PepBDB-ML
Peptide-protein datasets from PepBDB, designed to be ML & DL-friendly for compbio tasks. Read more on GitHub & Medium.
This project aims to generate and provide an enriched dataset from the PepBDB database for machine learning and computational biology research.
PepBDB-ML is a tabular dataset suitable for analysis with random forests, XGBoost, etc.
Each row is labeled as either a binding residue (1) or non-binding residue (0).
- The data is based on the PepBDB dataset, which contains 3D structures of peptide-protein complexes.
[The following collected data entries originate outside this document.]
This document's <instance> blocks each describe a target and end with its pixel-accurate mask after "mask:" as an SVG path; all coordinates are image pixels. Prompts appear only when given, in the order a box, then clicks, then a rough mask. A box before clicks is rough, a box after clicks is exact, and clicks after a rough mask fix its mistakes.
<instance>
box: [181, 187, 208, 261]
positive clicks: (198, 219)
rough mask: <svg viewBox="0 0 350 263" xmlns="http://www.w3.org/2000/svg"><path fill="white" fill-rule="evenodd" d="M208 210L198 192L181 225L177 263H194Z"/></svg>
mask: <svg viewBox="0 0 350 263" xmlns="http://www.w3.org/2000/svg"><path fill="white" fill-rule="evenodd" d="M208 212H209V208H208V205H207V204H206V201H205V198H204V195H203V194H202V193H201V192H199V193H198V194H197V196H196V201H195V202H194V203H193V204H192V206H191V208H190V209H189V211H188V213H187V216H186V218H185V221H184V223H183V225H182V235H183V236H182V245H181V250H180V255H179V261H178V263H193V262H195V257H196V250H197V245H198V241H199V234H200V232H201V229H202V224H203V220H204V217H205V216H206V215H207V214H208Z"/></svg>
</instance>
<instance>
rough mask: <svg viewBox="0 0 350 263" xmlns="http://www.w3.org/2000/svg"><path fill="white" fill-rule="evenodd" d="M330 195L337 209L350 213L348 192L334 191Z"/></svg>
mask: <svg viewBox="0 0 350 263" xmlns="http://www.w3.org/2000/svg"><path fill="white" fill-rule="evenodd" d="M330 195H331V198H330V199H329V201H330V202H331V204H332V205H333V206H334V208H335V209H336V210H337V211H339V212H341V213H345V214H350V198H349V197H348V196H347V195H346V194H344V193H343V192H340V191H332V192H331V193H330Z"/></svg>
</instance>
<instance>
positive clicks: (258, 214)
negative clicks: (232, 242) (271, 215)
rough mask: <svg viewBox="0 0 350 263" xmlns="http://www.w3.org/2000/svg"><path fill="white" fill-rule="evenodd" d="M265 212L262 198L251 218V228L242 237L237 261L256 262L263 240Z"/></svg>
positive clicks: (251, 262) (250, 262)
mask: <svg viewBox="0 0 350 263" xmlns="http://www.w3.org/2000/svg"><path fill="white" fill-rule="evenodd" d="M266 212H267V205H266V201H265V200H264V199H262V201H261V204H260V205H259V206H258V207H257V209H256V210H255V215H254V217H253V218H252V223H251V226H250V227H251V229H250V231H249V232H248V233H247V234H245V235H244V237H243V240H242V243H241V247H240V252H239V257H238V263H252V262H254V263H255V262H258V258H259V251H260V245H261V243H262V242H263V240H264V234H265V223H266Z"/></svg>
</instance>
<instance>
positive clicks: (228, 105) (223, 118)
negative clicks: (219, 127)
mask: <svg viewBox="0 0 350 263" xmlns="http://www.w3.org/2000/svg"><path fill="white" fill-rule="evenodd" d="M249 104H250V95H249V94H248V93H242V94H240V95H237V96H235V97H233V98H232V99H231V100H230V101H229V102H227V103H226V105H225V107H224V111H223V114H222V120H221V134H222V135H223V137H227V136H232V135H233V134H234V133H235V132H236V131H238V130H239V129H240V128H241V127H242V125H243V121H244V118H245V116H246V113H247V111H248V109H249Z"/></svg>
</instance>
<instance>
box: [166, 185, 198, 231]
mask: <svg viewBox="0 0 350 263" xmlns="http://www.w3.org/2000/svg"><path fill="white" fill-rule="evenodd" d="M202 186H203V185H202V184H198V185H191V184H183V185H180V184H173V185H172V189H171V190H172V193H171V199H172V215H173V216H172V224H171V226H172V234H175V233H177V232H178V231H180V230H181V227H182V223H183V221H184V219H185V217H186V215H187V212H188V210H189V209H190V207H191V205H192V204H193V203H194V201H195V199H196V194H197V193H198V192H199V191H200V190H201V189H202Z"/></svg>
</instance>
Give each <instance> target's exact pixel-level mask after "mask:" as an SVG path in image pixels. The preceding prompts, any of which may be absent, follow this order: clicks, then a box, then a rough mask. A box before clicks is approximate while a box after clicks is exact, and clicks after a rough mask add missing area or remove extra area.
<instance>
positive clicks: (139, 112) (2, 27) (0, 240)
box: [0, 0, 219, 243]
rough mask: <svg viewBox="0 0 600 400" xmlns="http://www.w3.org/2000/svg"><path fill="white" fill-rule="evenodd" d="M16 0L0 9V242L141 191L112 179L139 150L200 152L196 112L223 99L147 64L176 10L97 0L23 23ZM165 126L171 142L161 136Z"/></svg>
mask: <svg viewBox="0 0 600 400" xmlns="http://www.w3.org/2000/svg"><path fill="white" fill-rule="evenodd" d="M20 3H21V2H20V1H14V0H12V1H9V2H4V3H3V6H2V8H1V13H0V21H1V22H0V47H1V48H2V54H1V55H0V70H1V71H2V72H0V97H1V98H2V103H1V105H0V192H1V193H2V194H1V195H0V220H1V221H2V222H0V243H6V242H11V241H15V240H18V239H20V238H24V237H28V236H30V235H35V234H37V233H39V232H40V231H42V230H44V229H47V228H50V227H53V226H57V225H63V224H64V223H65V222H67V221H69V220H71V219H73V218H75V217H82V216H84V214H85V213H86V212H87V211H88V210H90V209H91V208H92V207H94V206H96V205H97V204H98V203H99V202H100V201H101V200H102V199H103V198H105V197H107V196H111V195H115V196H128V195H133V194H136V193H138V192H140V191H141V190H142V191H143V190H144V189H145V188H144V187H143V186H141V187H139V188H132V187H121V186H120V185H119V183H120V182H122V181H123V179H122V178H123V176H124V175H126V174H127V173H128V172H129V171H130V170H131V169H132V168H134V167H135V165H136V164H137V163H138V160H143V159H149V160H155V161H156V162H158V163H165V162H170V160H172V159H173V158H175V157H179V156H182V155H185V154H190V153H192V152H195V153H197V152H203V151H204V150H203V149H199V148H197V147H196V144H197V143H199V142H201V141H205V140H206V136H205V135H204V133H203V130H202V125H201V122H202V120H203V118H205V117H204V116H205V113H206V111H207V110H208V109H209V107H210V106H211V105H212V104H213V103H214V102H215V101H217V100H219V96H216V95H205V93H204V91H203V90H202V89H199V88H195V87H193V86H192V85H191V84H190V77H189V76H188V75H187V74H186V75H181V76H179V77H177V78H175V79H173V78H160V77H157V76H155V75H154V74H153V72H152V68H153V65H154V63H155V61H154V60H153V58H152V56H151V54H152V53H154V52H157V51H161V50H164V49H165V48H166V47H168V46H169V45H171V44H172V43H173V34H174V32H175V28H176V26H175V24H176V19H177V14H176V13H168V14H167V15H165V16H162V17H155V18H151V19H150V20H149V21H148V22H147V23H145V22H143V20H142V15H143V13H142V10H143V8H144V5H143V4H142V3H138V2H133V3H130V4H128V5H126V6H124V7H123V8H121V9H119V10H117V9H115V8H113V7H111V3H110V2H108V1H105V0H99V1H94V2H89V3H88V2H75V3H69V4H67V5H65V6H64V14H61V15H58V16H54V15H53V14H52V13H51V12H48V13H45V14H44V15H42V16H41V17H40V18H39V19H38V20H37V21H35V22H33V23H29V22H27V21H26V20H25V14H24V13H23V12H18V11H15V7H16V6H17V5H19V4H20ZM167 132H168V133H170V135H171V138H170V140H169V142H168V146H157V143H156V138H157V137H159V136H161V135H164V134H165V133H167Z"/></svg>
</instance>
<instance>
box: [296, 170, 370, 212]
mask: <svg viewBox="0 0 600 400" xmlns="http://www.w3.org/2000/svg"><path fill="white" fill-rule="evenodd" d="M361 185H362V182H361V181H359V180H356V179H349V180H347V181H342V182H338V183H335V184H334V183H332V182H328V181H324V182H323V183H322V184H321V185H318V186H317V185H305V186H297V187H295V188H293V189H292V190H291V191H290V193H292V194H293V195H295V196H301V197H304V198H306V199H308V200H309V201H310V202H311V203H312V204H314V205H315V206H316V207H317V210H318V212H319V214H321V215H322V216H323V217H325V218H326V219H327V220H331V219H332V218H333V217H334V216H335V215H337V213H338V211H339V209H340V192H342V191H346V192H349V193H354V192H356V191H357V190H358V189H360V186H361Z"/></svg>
- GitHub repo allows you to regenerate this dataset on your own machine.
- Generation requires PSI-BLAST, Prodigy, AAindex, BioPython, and more.
Each column is as follows:
- AA: Amino acid, single letter code.
- Hydrophobicity: Hydrophobicity index of the resiude from AAindex1. (Unitless).
- Steric Parameter: Steric parameter of residue from AAindex1. (Unitless).
- Volume: Spatial volume of residue, from AAindex1. (Ų).
- Polarizability: How easily an amino acid's electron cloud will form dipoles in response to external forces from AAindex1. (Unitless).
- Helix Probability: Relative helix residue probability in 47 proteins, from AAindex1. (Unitless).
- Beta Probability: Relative beta sheet residue probability in 47 proteins, from AAindex1. (Unitless).
- Isoelectric Point: Isoelectric point of residue, from AAindex1. (pH).
- HSE Up: The number of Cɑs in the up-facing hemisphere. (Unitless, normalized integer counts).
- HSE Down: The number of Cɑs in the down-facing hemisphere. (Unitless, normalized integer counts).
- Pseudo Angles: The angle between three adjacent Cɑs. (Degrees).
- ASA: How accessible a residue in the sequence is by its surrounding solvent, normalized by the maximum possible ASA. (Unitless since normalized, but otherwise in Ų).
- Phi: Angle of rotation about the (N)-(Cɑ) bond. (In degrees)
- Psi: Angle of rotation about the (Cɑ)-(carbonyl carbon) atom. (In degrees).
- SS {H...-}: Secondary structure assignments from DSSP.
-
Code Structure H Alpha helix (4-12) B Isolated beta-bridge residue E Strand G 3-10 helix I Pi helix T Turn S Bend - None - A...V: Normalized substitution matrix score for the residue in the sequence. (Unitless).
- Binding Indices: Label for the residue, 1 for binding and 0 for non-binding.